Iran holds a presidential election on June 18 and under the constitution Rouhani is barred from running for a third consecutive term.

Asked by reporters if he would be part of the next administration, Zanganeh said: "I won't accept even if they offer me the presidency," according to the oil ministry's official news website SHANA.

"I will retire from public service but I will stay in politics," he added.

Zanganeh has been at the helm of the oil ministry for a total of almost 16 years since 1997.

But he has had a long public service record stretching back to the start of the 1979 Islamic Revolution and headed other ministries, with local media calling him "sheikh of ministers".

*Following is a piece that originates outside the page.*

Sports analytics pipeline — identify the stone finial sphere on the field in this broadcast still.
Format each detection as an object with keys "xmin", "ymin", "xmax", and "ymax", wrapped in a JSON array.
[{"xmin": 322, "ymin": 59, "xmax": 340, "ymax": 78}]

Veteran Iranian Oil Minister Bijan Namdar Zanganeh, seen in this March 2020 pictures, says he plans to retire after June polls and the end of President Hassan Rouhani's term in August
Veteran Iranian Oil Minister Bijan Namdar Zanganeh, seen in this March 2020 pictures, says he plans to retire after June polls and the end of President Hassan Rouhani's term in August AFP / ALEX HALADA

Iran is a founding member of the Organization of the Petroleum Exporting Countries (OPEC) and over the decades Zanganeh has played a crucial role in the cartel's decisions.

The June poll comes as Iran is engaged in talks with world powers in Vienna to revive a 2015 nuclear deal from which former US president Donald Trump pulled out unilaterally in 2018.

Trump also reimposed punishing sanctions on Tehran, including preventing it from selling oil and depriving it of a key revenue for its ailing economy.

As head of the oil ministry under Rouhani since 2013, Zanganeh sought to increase foreign investment in Iran's oil sector following the lifting of international sanctions under the nuclear accord.

But Washington's withdrawal from the deal scuttled those plans, forcing Zanganeh to rely on domestic companies and coordinate oil exports through "unconventional" means.

Iran sits on the world's 4th largest proven oil reserves and was the 8th producing nation last year with 3,535 barrels per day, according to the latest BP Statistical Review of World Energy.